Diego Per questa spada io ’l giuro.
Piero Ed io pel padre.
Garzia Sovra il mio onore io ’l giuro.
Cosimo Udite or dunque. —
La mia causa, è la vostra: in voi non entra
odio, né amor, né affetti, altri che i miei.
V’estimo io tali; onde consiglio nullo
miglior mi fia del vostro. Or non vi narro,
perché i leggeri abitator di Flora
incresciuti mi sien; perché a piú queta
stanza in queste di Pisa amate mura
mi ritraessi; a ognun di voi giá è noto.
Con man piú certa e non men duro morso,
io di quí stringo al par l’instabil, fello
popol maligno, che obbedir mal vuole,
e che imperar mal sa; né dubbio è omai
il servir suo: ma appien securo in trono
spesso incontrar giá gli avi nostri; e tutto
gridami in cor, che a passeggera calma,
a fallace sereno io non mi affidi.
Domi i piú de’ nemici, o spersi, o spenti,
fero ne veggio or rimanermi un solo:
m’è di sangue congiunto, in vista amico;
mi segue ognora (ancor ch’io mai nol curi)
modesto ai detti, ossequíoso in atto:
ma, nell’intimo cor, di rabbia pieno,
di rei disegni...
Diego Ed è?
Cosimo L’empio Salviati. —
Benché congiunto, ei sí; bench’ei pur nasca
dal fratel di mia madre, egli è non meno
nemico a noi, che giá il suo padre il fosse.
Quel fero vecchio, (ricordarlo udiste)
che libertá fingea, perch’era troppo
da lui lontan, benché il bramasse, il seggio:
quei, che attentossi, il dí che al soglio assunto
io dal senato e in un dal popol era,
sconsigliarmi dal regno. I suoi molti anni,
e di mia madre il pianto, a lui perdono
di sua stolta baldanza ottener poscia:
ma non cosí questo impugnato scettro
perdonava egli a me. Che pur potea
un vecchio imbelle? udia di morte i messi,
e giá presso alla tomba, il velen rio
che invano in core ei racchiudea, nel core
tutto versò dell’empio figlio. Or, certo
io son, che figlio di sprezzato padre,
feroce ei m’odia; e, quel ch’è peggio, ei tace:
quindi è d’uopo ch’io vegli.
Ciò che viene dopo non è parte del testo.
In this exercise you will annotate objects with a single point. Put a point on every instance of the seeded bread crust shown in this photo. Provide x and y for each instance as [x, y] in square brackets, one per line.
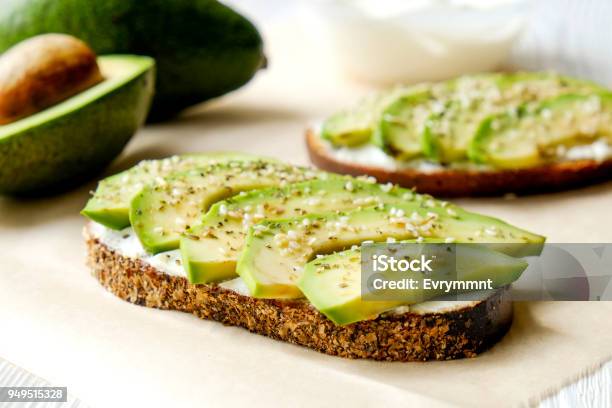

Era a sue mire
ostacol forse la mia madre in vita;
or che cessò, piú da indugiar non parmi:
tutte occupar densi a costui le vie,
e il migliore e il piú ratto a un tanto effetto,
liberamente ognun di voi mi mostri.
Diego Padre, e signor, non che di noi, di tutti;
che poss’io dirti di ragion di regno,
che tu nol sappi? Assai de’ reo chiamarsi,
parmi, colui che al suo signor non piace:
che fia quei che, abborrito, anco lo abborre?
Ha congiunti chi regna? Or, poiché al prence
la sorte amici non concede mai,
che falsi, od empj; almen non dee nemici
ei tollerar, né aperti mai, né occulti.
Tranne esempio da lui, che il tosco scettro
tenne anzi te; quell’Alessandro, quello,
che a tradimento trafitto cadea;
ei de’ congiunti a diffidar t’insegni,
piú che d’ogni altro. Amistá finta, e lunga
servitú finta, e affinitade, apriro
infame strada al traditor Lorenzo
d’immerger entro al regio petto il ferro.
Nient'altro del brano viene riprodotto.